The new strategy for checking protectors also makes some subtle
performance tradeoffs, so they are now documented in Stack::item_popped
because that function primarily benefits from them, and it also touches
every aspect of them.
Also separating the actual CallId that is protecting a Tag from the Tag
makes it inconvienent to reproduce exactly the same protector errors, so
this also takes the opportunity to use some slightly cleaner English in
those errors. We need to make some change, might as well make it good.

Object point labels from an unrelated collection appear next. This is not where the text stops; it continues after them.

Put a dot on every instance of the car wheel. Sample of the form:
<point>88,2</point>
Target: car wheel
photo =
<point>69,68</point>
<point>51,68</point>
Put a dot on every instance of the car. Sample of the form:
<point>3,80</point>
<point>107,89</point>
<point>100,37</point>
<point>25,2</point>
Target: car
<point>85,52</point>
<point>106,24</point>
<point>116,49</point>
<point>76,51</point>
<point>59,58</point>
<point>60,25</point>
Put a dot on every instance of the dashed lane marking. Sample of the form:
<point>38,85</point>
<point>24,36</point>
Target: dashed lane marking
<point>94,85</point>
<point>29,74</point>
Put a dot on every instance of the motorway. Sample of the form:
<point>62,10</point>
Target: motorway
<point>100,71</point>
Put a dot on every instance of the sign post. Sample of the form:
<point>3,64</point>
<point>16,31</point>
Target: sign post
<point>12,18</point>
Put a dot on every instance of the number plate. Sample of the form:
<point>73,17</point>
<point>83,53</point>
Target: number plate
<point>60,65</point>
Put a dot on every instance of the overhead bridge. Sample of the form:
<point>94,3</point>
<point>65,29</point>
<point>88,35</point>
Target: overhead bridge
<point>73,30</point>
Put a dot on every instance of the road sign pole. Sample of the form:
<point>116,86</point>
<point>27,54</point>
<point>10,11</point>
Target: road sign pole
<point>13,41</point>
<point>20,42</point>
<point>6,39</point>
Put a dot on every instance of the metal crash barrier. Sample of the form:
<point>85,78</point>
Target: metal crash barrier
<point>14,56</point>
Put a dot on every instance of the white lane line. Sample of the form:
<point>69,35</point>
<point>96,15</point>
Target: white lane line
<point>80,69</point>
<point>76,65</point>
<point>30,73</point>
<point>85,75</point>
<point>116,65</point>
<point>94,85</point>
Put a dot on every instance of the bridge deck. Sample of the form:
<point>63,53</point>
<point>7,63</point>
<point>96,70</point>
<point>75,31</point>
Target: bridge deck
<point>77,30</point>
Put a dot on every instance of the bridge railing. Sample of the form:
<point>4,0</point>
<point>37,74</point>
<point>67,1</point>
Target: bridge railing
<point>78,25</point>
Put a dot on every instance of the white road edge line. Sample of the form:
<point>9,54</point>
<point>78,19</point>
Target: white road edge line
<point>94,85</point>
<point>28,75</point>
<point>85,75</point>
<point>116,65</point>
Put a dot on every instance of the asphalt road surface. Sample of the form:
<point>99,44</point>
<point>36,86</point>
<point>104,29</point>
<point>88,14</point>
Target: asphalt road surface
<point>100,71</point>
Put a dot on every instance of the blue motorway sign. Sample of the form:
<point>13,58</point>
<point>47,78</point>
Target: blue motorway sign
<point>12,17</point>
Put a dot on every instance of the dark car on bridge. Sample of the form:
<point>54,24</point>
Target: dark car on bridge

Previously, Item was a struct of a NonZeroU64, an Option which was
usually unset or irrelevant, and a 4-variant enum. So collectively, the
size of an Item was 24 bytes, but only 8 bytes were used for the most
part.
So this takes advantage of the fact that it is probably impossible to
exhaust the total space of SbTags, and steals 3 bits from it to pack the
whole struct into a single u64. This bit-packing means that we reduce
peak memory usage when Miri goes memory-bound by ~3x. We also get CPU
performance improvements of varying size, because not only are we simply
accessing less memory, we can now compare a Vec<Item> using a memcmp
because it does not have any padding.